Greek and Turkish Cypriot leaders are due to resume U.N.-sponsored peace
talks next week. The talks were canceled after a border-spat between
Turkish Cypriot police and Greek Cypriot pilgrims. If successful, these
peace talks, which have been running since last September, could
formally end the 35-year division of the island.
President Demetris Christofias, who represents the Greek Cypriot community, will meet Turkish Cypriot leader Mehmet Ali Talat on September 10.
The Greek Cypriots canceled the latest session Thursday after Turkish Cypriot authorities held up a bus convoy of Greek pilgrims for lengthy security checks as they sought to cross the dividing line between the communities. The Greek Cypriots had been headed for a religious service in a church in the Morphu area.
The man who took the decision to pull the plug on the talks is Greek Cypriot Presidential Commissioner George Iacovou. He says the incident had soured the atmosphere and time was needed for reflection.
"I think the atmosphere was very charged, the atmosphere we require for the talks is one of tranquility, one of understanding and we thought this didn't prevail and we thought we both need time to reach that tranquil atmosphere - so we said we would postpone that meeting," said Iacovou.
Australia's former foreign minister Alexander Downer is the U.N. special envoy for Cyprus.
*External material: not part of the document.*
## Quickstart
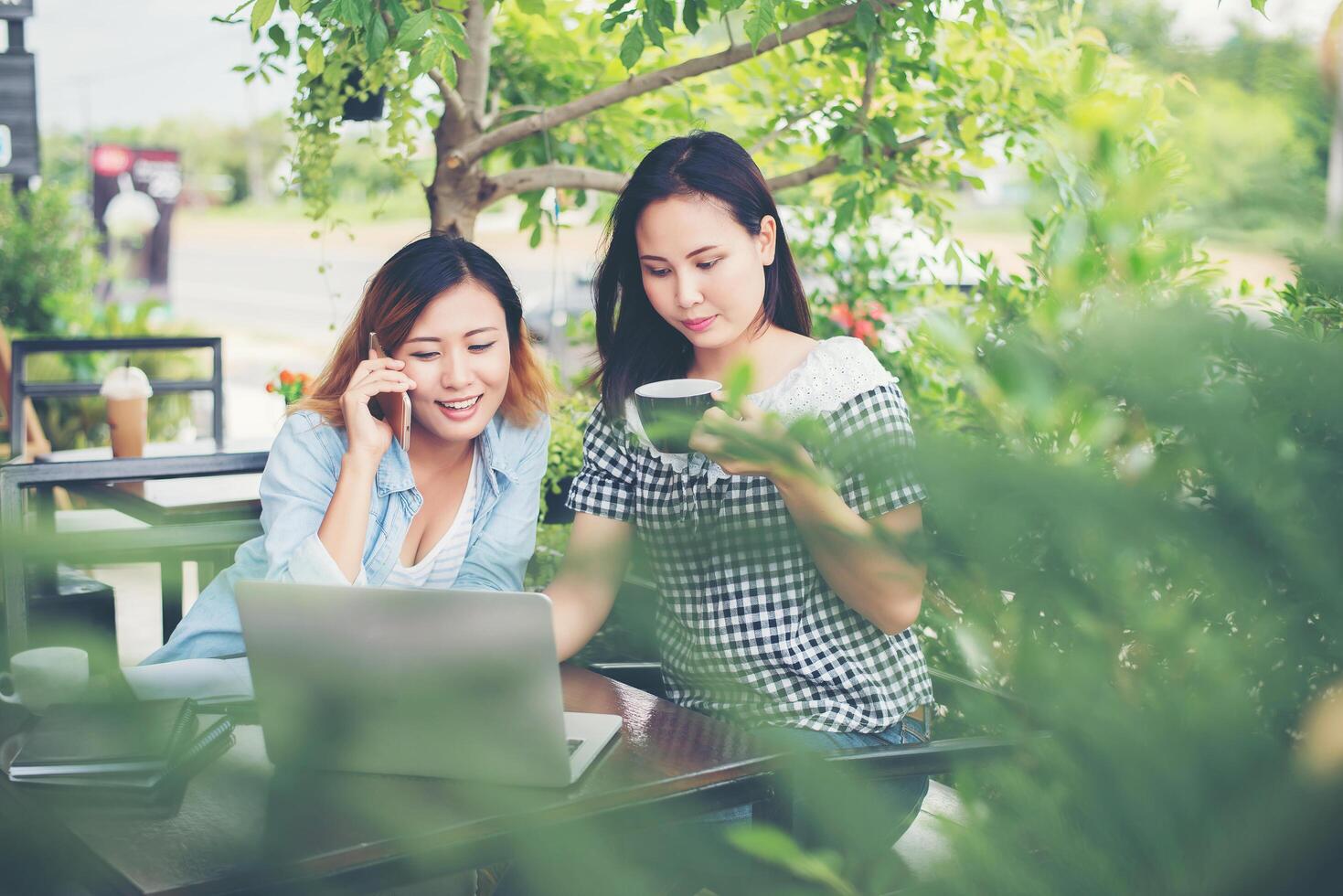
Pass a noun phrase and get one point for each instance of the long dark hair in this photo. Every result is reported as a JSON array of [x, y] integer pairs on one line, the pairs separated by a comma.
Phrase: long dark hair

He expressed disappointment at the development, but remained upbeat.
"Obviously we are disappointed with the events that have happened over the last couple of days, I've made that clear," he said. "There's been a bump in the road here, but it will be good to get back to the talks - there will be good days and bad days, as there always are in these sorts of negotiations. There is a lot at stake here; there is the future of Cyprus at stake here, so this is not a small matter."
The leaders are under pressure to achieve a breakthrough before the EU summit in December, when Turkey could be sanctioned for its refusal to open its ports and airports to Cypriot traffic.
Turkey's bid to join the European Union hinges on a peace deal in Cyprus.
The Turkish Cypriot north and the Greek Cypriot south have been engaged in U.N.-led comprehensive negotiations since late last year.
Cyprus has been divided since 1974, when Turkish troops invaded the island in response to a coup in Nicosia by supporters of a union with Greece.